Somehow, it is never enough.  For the families that have lost loved ones, every day is Memorial Day.  It is a day of remembrance honoring those who gave so much and who made the ultimate sacrifice so that we might be free.  On this day, let us all pause to remember the very high price of freedom.

We will do that as a community on Monday, May 30 at 11am at the Yellowhill Veterans Memorial Cemetery.  For those of us that remain, it is our duty to recognize and ensure that future generations remember and are inspired by their heroism in support of our country.  Walking in a Veterans Memorial Park while reflecting on all that was done for us is a very moving experience.  We do indeed owe them a debt we can never repay.
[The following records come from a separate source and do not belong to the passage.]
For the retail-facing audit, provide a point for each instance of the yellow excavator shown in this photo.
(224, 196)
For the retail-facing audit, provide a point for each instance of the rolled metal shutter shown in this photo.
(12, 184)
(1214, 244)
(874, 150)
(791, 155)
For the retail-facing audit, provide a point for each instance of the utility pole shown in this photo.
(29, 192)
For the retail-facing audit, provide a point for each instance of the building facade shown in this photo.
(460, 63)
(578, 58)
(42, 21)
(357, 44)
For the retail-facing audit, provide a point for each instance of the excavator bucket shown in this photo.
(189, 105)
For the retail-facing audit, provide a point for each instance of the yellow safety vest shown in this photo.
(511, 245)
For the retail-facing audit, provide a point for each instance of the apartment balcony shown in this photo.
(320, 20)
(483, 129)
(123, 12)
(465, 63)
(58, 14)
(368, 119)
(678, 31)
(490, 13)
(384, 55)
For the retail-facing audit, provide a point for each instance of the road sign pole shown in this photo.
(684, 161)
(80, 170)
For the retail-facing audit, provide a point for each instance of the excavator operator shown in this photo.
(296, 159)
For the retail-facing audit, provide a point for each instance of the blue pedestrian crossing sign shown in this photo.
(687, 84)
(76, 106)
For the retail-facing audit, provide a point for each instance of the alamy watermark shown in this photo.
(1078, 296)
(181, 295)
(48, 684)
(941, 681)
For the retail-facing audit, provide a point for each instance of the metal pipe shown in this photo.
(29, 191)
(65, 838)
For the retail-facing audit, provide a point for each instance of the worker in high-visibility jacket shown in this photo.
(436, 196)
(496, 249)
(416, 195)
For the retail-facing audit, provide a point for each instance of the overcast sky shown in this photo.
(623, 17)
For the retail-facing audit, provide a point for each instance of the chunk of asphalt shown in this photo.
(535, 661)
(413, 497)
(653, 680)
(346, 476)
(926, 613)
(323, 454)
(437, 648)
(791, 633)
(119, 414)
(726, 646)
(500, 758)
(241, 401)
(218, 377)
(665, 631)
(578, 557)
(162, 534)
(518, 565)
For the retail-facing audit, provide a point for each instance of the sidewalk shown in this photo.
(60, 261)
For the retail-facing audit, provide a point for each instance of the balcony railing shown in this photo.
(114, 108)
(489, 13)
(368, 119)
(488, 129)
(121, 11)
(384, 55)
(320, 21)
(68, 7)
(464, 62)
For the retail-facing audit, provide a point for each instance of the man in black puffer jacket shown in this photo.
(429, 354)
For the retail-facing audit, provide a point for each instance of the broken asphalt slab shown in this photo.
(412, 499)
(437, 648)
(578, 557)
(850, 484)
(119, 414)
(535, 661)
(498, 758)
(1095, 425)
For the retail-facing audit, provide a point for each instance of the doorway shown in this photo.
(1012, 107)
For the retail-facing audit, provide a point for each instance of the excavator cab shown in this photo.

We grieve for the feelings of pain and loss in the families.  May we never take for granted the blessings that we have been given.  And, may we never again sacrifice one warrior in some politician’s trumped-up cause. Hearts can be healed, and the painful memories of Memorial Day can give way to forgiveness and love and joy and peace.  Let us renew our commitment to our fallen and to each other as we honor the memories of those who gave so much to pass the torch of freedom.

On Memorial Day, at 3pm local time, please join our fellow Americans in observing 60 seconds of silence.  This national Moment of Remembrance honors U.S. service members the world over who gave their lives in the line of duty.

 

Harding is the Commander of the Steve Youngdeer American Legion Post 143.